Prophetic Medicine and Western World
Mortazavi, Seyed Mohammad Javad
Sajjadi, S. Mohammad Ali
Journal of Medical Ethics and History of Medicine 2008;1(15): 50-58 [Online]. Accessed: http://iranmedex.com/english/articles_detail.asp [2010 November 15]
Modern medicine and advances in the health system is due to a great part of the instructions of the prophet of Islam. But, a great part of these accomplishments remained unknown. The great philosophers and physicians of Islam such as Ibn Sina, Razi and Birooni have caused great developments in the different medical fields. Prophetic medicine is a collection of medical orders which was used by the early Moslems as a replacement for Galen medicine. In fact the collectors of these orders were Moslems who used Quranic verses and the Sonah (prophet's lifestyle) as a model for these orders. Later on philosophers such as Adh-Dhahali tried to join the Arabic-Islamic medicine with the Roman medicine.

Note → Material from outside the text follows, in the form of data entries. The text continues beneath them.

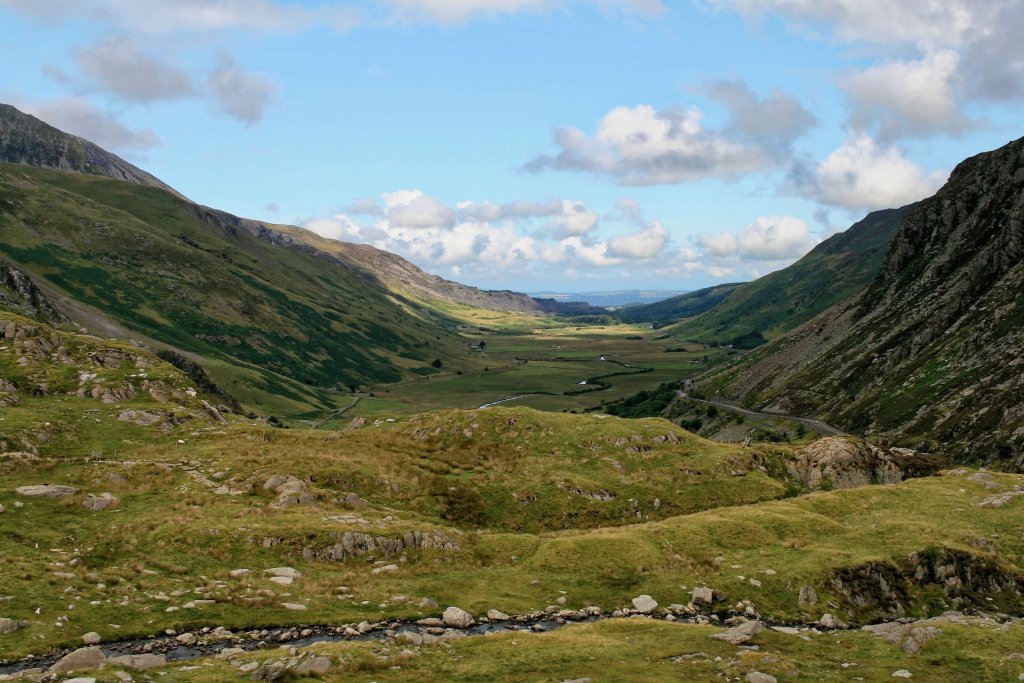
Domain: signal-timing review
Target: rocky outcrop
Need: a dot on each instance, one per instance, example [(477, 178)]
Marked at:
[(353, 544), (931, 352), (26, 139), (882, 591), (19, 294), (843, 463)]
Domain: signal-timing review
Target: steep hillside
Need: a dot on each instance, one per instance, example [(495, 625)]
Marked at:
[(26, 139), (761, 310), (932, 350), (407, 280), (279, 323), (677, 307)]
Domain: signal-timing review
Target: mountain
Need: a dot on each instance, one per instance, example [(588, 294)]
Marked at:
[(613, 298), (674, 308), (761, 310), (26, 139), (932, 351), (409, 281), (280, 324)]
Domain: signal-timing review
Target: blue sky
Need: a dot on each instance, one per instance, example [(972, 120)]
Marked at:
[(535, 144)]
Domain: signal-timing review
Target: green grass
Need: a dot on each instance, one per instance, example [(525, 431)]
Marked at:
[(627, 650)]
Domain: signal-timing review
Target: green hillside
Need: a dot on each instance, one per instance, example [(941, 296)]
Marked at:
[(279, 327), (761, 310), (678, 307)]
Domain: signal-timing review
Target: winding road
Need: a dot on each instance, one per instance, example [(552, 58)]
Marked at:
[(818, 425)]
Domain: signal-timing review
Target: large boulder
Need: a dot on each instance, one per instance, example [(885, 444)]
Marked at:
[(290, 489), (10, 625), (98, 503), (46, 491), (740, 634), (837, 462), (644, 604), (83, 657), (457, 619)]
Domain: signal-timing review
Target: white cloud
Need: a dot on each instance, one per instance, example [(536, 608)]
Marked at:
[(775, 121), (860, 175), (119, 67), (412, 208), (720, 245), (642, 146), (774, 239), (77, 116), (928, 24), (913, 97), (646, 244), (479, 237), (767, 239), (239, 93), (165, 16), (574, 219), (459, 11)]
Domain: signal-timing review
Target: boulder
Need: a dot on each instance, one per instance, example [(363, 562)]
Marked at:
[(10, 625), (702, 596), (46, 491), (457, 619), (98, 503), (837, 462), (317, 666), (83, 657), (644, 604), (288, 572)]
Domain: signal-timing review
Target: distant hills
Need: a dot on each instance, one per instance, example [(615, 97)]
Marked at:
[(931, 352), (747, 315), (279, 315)]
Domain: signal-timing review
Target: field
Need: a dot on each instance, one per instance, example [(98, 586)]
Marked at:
[(511, 509), (544, 369)]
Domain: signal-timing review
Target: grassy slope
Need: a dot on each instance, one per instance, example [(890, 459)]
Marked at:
[(276, 325), (837, 268), (476, 484), (677, 307)]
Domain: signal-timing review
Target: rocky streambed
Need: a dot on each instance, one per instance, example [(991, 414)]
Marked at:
[(145, 652)]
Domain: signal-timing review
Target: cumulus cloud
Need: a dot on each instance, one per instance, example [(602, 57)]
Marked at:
[(165, 16), (861, 174), (117, 66), (767, 239), (574, 219), (993, 63), (477, 237), (642, 146), (77, 116), (459, 11), (645, 244), (239, 93), (775, 121), (912, 97), (412, 208), (929, 24)]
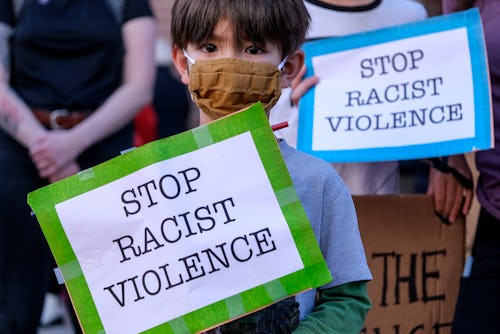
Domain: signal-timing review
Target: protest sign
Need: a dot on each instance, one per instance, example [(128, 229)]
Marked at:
[(412, 91), (416, 261), (183, 233)]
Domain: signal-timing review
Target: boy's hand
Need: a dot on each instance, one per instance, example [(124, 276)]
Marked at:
[(450, 197), (300, 87)]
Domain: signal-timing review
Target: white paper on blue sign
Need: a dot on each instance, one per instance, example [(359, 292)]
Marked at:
[(411, 91)]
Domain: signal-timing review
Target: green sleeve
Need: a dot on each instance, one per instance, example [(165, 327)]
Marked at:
[(339, 310)]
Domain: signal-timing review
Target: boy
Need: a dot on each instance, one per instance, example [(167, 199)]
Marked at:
[(231, 54)]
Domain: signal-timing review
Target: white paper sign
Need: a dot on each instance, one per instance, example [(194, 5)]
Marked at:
[(413, 91), (202, 226)]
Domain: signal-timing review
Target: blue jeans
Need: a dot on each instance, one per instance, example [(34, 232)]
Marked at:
[(25, 259), (478, 309)]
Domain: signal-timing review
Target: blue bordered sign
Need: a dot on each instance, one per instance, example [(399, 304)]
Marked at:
[(412, 91)]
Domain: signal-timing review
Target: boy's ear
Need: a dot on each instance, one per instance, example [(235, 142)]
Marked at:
[(293, 65), (180, 63)]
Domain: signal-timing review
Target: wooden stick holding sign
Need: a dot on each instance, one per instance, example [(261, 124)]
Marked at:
[(172, 238), (412, 91)]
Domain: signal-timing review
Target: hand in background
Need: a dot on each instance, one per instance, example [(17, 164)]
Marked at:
[(450, 197), (53, 152)]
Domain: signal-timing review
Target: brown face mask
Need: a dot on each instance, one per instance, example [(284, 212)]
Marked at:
[(222, 86)]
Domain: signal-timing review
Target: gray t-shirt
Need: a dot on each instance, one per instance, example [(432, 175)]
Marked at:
[(330, 209)]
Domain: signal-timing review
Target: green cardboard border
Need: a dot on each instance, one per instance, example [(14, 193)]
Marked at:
[(254, 119)]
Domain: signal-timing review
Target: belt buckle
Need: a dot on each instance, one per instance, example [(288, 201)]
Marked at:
[(54, 115)]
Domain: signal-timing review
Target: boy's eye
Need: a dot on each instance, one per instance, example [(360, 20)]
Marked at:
[(209, 48), (254, 50)]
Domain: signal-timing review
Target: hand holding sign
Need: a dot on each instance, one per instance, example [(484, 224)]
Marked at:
[(168, 236), (413, 91)]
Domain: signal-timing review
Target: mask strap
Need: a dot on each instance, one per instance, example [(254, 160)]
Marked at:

These philosophers used Hippocratic and Galen medicine too. Some of the medical treatments which were used by the Islamic physicians such as Jalal Aldin Alsioti were based on medical knowledge of the prophet's time which was also based on the holy Quran, and the Sonah (life style of the Prophet Mohammad (PBUH). With all the documentations regarding the role of early Moslem physicians in developing and raising the modern medicine, some western scientists have tried to deny the role of Islam regarding the medicine and health. Manfred Ullman in his book "Islamic Medicine" states that Islam did not bring any change in the medical conditions of the early medicine and in the holy Quran there is no mention of physician and medicine. In this article the role of prophetic medicine in the advancement of medicine and also the roots and causes of the attempts of the western world to downgrade this role has been analyzed.